Drawing with brushes

I just can't leave graphite alone now, the genie's out of the bottle...or the jar, in this case a jar of Cretacolor graphite powder. If there's an element that irritates me about graphite it's the slow process of filling in large areas of shading, sure a blending stump and a putty rubber helps but it's still a slow old game laying down the area of shade with a pencil or stick. I recently ordered some bits and pieces to upgrade my drawing kit, foremost being a 2mm propelling pencil to replace the dozen or so steadler HB's I need to keep on sharpening (I like to always have a sharp pencil to hand), this natty tool and it's neat drum sharpener is as great as I remember them being way back when I used to do technical drawing, a gimlet point, easy in the hand and dead quick and clean to sharpen. Anyway, I digress, along with the usual consumables (stumps, erasers and so on) I had a punt on a jar of graphite powder, something I've never used before.

It's very different, dead quick to apply with a brush and very movable, one can keep on shifting it around with a brush or stump for ever and it lifts off incredibly easily with a putty rubber. It'll take a bit of practice to get the hang of but I suspect that this is the end of shading tedium. It's odd drawing with a brush mind.

Friday, November 9, 2012

'X' marks the spot

Well... not really, much as this might look like a prop from Treasure Island it is actually my first attempt at an ilustrated map of a part of the Falklands. I've just come back from two days on Sealion Island; My wife and I were gathering images for our second Barnaby Bear book, and I thought I'd have a crack at using some to produce this:

This is ink and graphite and features some of the iconic wildlife of the island. This was an interesting experiment, a few things didn't work as well as I'd have liked but it went quite well. I'll probably be revisiting this subject.

Wednesday, September 26, 2012

Interesting times.

Looking back at the last couple of months I see . . . well . . . not much; here on my blog. I do, however, have an excuse. I've reached a crossroads; at long last I've made the decision that at some level I know I've needed to make for a while, to bin my printing and embroidery business (my primary source of employment and income). It's not a sensible choice but an inevitable one, under my managment the business was doomed to failure, once you find it impossible to motivate yourself to do more than 'just enough', and sometimes not even that, then it's time to roll the dice, to get out while the goings good, so that is what I'm doing. In the next few months I'll be busy with assisting the transition of the ongoing business to the new owner/operator but after that . . . well, there should be a bit more activity to be seen on the art front. The relief I feel at this is surprising, I'll be poor but able to take up opportunities that with a regular job would be impossible, interesting times indeed.

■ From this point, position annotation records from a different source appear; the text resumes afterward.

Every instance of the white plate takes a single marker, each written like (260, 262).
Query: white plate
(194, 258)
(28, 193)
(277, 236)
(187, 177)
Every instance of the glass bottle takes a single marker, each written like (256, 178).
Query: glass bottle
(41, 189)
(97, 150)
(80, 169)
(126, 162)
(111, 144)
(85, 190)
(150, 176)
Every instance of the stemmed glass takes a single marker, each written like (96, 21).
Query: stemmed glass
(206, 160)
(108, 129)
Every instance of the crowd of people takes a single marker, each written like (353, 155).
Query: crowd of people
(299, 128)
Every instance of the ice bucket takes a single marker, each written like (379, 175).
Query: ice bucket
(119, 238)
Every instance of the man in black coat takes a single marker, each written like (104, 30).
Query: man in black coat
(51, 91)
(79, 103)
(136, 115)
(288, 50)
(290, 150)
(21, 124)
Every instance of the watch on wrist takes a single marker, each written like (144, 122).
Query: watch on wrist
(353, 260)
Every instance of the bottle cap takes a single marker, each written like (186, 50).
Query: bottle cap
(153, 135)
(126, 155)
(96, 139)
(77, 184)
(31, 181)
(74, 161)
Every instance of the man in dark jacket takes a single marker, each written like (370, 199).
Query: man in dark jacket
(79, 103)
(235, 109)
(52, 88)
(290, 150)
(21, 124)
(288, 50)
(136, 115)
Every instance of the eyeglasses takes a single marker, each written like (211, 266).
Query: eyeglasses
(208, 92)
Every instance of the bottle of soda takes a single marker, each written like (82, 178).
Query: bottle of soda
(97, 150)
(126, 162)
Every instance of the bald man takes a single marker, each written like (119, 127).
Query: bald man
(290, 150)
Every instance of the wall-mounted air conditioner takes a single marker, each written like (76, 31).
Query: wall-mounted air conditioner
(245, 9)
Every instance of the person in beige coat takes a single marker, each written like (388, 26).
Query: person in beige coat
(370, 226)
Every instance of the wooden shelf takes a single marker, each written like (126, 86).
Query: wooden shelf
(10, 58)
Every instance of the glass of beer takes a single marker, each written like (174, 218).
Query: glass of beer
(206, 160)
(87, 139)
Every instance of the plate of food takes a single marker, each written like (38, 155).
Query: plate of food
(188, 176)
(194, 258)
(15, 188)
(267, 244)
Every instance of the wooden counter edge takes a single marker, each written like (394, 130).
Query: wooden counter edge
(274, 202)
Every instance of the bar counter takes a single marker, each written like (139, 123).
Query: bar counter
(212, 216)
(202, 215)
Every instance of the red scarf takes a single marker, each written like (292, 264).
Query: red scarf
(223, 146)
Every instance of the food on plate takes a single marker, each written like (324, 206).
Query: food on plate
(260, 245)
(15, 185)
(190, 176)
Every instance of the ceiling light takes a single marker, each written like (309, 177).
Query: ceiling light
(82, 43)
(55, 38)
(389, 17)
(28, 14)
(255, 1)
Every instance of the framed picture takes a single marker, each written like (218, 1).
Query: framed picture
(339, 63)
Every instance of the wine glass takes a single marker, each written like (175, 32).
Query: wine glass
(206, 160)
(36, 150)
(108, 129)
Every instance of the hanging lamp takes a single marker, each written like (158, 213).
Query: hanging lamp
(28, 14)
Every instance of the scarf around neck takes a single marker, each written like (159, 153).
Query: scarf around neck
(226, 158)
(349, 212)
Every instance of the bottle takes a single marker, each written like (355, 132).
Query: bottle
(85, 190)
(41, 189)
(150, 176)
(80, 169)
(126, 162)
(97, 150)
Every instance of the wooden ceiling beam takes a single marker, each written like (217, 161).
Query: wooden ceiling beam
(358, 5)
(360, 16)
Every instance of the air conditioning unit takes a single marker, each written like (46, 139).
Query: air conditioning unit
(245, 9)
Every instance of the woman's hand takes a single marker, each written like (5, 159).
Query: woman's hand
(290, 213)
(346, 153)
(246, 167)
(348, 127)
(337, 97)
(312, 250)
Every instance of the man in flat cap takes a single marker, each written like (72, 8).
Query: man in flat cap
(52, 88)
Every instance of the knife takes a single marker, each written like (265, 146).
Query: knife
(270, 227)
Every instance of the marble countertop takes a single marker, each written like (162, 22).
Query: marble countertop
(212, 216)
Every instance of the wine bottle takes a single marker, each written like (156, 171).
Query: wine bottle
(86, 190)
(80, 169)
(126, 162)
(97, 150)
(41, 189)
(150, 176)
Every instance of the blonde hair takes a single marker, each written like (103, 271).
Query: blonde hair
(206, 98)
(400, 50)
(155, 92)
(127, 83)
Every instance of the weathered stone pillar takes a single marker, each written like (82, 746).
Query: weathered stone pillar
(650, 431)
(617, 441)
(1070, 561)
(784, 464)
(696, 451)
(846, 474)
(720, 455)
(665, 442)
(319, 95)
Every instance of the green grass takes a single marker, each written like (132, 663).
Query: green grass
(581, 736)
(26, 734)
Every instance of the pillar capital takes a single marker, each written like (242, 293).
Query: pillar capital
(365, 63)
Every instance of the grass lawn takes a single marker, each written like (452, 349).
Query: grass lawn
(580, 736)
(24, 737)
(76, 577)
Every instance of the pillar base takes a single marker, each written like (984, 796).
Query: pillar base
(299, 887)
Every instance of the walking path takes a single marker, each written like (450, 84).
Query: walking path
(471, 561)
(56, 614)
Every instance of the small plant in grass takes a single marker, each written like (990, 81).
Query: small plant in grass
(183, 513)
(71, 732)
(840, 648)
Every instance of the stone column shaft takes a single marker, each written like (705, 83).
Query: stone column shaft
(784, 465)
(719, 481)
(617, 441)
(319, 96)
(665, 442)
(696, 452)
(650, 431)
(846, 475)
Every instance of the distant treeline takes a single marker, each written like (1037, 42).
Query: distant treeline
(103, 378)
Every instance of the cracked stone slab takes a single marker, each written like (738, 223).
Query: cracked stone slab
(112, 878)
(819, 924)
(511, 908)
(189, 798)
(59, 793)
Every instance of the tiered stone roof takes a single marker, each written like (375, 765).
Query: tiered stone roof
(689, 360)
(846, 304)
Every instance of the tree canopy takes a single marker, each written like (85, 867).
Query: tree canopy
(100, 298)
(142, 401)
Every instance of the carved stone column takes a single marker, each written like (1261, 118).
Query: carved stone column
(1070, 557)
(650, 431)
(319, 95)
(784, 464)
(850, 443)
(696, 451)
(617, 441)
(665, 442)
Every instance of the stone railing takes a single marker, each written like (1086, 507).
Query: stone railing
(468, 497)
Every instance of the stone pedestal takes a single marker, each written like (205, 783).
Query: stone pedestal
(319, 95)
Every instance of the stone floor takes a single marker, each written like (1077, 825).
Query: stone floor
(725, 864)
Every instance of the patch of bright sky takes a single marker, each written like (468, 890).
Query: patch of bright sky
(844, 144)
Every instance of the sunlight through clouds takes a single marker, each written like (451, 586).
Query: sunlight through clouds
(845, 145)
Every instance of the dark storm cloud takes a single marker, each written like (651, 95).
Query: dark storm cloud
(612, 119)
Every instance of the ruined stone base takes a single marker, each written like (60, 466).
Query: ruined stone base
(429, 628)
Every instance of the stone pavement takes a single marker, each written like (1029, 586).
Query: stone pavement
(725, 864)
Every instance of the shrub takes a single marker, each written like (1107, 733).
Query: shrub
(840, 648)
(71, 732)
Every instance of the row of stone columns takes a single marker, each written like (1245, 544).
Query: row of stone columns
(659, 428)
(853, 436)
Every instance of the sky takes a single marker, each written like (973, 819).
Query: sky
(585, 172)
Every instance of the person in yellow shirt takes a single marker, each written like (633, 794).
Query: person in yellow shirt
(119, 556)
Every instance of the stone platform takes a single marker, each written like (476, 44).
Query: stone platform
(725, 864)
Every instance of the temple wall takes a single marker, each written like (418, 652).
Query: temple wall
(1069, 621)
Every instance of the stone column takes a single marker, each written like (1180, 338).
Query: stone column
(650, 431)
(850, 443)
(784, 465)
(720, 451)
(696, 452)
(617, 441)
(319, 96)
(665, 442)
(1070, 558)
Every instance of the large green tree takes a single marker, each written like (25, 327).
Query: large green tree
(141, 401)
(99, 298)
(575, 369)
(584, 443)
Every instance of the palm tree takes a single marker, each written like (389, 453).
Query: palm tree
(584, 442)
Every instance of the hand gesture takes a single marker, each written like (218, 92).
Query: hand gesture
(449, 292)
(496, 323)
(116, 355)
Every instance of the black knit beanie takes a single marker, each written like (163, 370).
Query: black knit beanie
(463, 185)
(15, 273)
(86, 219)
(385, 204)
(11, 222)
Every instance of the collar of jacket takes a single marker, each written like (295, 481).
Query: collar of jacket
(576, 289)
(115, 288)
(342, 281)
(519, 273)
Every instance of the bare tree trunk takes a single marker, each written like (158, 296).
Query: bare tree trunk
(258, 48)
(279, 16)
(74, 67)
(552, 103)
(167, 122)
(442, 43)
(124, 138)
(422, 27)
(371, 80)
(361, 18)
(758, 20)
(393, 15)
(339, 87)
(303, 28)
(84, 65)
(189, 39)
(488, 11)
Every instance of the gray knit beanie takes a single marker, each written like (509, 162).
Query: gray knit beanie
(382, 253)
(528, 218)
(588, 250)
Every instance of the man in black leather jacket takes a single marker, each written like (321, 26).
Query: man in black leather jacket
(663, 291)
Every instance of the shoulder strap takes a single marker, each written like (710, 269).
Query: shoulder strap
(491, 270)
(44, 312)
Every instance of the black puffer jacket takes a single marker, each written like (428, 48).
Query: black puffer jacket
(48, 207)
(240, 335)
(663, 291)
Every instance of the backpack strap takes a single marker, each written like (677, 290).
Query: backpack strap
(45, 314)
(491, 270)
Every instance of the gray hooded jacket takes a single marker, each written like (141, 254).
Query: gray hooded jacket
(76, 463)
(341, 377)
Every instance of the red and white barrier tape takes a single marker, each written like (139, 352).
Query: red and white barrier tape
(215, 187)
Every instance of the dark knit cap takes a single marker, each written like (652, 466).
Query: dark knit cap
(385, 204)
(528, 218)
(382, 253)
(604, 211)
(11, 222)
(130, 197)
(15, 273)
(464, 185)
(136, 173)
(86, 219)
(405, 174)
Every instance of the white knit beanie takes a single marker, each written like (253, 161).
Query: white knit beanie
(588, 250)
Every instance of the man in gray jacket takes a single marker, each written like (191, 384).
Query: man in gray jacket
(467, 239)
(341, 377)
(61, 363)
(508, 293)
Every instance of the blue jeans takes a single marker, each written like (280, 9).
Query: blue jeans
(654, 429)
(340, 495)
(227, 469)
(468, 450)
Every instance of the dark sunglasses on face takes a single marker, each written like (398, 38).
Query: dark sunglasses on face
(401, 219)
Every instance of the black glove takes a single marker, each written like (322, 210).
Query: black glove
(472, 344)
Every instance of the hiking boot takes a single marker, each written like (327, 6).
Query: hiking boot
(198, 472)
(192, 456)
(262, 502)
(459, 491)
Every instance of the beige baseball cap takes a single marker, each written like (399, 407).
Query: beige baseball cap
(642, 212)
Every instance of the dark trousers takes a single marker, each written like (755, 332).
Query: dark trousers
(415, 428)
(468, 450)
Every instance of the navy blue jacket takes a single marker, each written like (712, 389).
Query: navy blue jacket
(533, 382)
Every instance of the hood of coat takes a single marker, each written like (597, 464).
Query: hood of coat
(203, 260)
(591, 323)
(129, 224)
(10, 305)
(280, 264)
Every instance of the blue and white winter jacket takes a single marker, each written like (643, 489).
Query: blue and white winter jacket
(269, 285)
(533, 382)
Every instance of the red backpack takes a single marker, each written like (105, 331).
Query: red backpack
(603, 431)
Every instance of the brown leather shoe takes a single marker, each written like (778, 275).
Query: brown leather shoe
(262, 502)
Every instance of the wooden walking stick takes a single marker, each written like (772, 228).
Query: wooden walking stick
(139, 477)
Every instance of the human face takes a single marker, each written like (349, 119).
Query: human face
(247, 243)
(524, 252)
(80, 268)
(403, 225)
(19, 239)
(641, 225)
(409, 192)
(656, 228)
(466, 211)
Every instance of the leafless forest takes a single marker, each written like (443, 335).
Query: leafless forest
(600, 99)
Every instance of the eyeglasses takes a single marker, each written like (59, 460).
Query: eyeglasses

Anyway, in spite of that I have been doing more art than just farting around with sketching and my new pens, here's a couple of painting commissions I've completed in the last month or so:

Duke, soft pastels on 30 X 40cm yellow pastelmat.

Ruby, soft pastels on 35 X 50cm grey pastelmat.

Sunday, September 23, 2012

Pens and pencils

Last week I got some new toys, a set of Copic multiliners. Drawing with pens is something I've been meaning to tackle for a while now, now I can have a crack at it with some decent pens rather than any old biro which has been the limit of my ink drawing equipment up till now.

Here's a few birds drawn with these, I'm rather enjoying drawing in ink, an interesting discipline.

In the last few days I've also made a start on doing some work based on my Antarctic trip, I'm planning quite a body of work on this subject so these graphite drawings are going to be the first of many.

Thursday, June 28, 2012

Same subject, different media.

This is something I've been been meaning to do for a while, take one subject and paint/draw it in different media. The subject is a single Pale Maiden (that's the flower by the way, not an actual maiden). One version in graphite (as in my last post), one in inktense pencils and graphite and one in soft pastels.

'Twas interesting doing this, the pencil and inktense drawings were satisfying but I still find the constraint of pencil media frustrating to work with, power to the pastels!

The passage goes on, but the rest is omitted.